Can't Find My Way Home

Bonnie Raitt & Lowell George & John Hammond Jr & Freebo

A few weeks ago, I was in the right head space to go sit with my mom and be badgered. She needed to be heard. When I was in the conversation I found, she needed me to see her again with the love and acceptance that for so long I mustered. Her status as my mother was my default reason to overlook her actions towards me. It was the way I so long committed to as a means of relating to her; and surviving.

I sensed that she needed me to see her with a loving open heart that comes as the result of years of connection. She craved that sense of warmth that has long been missing from our meetings but she didn't want to do the real work to address why it was no longer there. We had just tilled the landscape of a recent disagreement, and really our relationship, for the past hour and a half. We had gone in circles and down rabbit holes of other arguments and circled back to unrelated issues. She felt at peace with the conversation. She felt everything was laid to rest; at least for the moment.

I followed the flow and remained as present as possible. Once again, I accepted that she would never truly digest my words. She didn't really see me. She was old and set in her ways and wasn't the type of of person attuned to learning and change. I breathed out loving kindness for her, so she could feel at peace.

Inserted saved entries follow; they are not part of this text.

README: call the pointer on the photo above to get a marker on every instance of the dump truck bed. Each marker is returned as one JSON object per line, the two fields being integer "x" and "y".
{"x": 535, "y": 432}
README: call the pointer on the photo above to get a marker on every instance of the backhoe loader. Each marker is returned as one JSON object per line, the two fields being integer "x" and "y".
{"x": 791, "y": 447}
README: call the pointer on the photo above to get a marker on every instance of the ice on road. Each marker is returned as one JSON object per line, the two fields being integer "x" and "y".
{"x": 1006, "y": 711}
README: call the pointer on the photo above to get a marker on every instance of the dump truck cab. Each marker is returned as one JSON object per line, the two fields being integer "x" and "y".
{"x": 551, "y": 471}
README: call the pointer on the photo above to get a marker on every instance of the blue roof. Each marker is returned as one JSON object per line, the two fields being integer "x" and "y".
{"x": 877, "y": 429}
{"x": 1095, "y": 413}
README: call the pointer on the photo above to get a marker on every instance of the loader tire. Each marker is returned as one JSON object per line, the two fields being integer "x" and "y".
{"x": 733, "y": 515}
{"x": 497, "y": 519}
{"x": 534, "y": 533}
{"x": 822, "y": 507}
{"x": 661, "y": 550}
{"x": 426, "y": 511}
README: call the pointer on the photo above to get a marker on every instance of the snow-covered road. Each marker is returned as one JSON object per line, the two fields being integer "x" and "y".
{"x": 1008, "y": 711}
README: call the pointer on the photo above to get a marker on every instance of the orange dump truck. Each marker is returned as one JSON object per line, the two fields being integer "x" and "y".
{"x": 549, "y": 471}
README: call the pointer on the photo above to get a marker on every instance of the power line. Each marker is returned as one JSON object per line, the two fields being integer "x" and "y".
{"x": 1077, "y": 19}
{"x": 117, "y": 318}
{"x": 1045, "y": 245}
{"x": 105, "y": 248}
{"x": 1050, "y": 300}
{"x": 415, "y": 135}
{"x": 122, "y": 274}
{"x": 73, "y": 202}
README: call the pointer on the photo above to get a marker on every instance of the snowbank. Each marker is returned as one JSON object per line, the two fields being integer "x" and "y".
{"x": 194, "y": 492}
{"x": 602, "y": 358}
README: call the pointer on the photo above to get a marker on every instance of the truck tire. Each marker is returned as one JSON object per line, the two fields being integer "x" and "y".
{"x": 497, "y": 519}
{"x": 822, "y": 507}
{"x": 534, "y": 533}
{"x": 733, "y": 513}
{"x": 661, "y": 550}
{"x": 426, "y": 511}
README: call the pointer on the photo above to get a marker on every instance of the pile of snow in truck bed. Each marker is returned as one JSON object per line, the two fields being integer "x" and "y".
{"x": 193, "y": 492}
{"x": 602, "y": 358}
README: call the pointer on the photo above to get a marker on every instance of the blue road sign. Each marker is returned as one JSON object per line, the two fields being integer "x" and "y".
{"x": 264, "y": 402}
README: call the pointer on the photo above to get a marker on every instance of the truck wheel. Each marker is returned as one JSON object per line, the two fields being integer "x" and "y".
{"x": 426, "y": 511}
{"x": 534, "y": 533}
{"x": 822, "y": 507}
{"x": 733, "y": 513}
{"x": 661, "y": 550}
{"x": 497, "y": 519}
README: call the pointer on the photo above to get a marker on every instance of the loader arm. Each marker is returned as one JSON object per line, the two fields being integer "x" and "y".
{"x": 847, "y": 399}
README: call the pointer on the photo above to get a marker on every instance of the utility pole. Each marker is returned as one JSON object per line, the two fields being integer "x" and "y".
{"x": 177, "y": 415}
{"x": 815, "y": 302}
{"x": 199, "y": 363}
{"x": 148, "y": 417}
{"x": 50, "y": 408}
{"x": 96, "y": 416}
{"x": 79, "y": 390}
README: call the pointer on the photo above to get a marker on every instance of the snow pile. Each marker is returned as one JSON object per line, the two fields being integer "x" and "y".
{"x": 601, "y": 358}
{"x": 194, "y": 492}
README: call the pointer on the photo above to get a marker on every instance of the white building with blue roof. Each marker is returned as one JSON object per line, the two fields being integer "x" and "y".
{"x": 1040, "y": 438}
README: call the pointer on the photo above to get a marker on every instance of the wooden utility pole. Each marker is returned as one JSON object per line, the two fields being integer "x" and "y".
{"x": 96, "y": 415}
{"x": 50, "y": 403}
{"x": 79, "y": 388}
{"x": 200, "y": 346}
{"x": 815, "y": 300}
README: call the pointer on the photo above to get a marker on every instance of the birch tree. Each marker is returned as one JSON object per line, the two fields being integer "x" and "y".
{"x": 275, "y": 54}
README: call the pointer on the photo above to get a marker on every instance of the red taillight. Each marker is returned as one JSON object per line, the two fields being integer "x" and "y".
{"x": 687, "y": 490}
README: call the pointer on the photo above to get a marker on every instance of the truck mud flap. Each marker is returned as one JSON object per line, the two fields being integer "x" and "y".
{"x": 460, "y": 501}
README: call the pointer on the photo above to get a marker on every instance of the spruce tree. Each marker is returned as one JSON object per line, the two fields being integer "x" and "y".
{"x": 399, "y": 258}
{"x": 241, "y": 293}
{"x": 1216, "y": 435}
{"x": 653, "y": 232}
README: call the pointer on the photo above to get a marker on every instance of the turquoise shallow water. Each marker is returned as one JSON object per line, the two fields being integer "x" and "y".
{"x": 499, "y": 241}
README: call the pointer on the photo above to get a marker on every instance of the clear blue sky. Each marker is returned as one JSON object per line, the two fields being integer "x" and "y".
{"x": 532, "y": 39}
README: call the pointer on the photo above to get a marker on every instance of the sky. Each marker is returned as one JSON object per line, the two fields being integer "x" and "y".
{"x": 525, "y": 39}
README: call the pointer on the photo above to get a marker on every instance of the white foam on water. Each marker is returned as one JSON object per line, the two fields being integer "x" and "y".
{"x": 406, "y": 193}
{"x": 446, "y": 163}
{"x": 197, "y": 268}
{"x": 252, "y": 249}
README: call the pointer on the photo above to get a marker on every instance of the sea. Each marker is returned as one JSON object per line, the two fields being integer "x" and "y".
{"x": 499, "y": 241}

Once again, I let go a little more of a relationship that never developed the way I expected. I craved feeling whole and healthy rather than damaged. In that moment, my choice meant accepting what would never be and being someone who could let my mother delight in her reality even if it wasn't mine. I felt at peace. I knew too that the hurt will come back to me again. Followed by the choice to feel it, breathe it out and move on.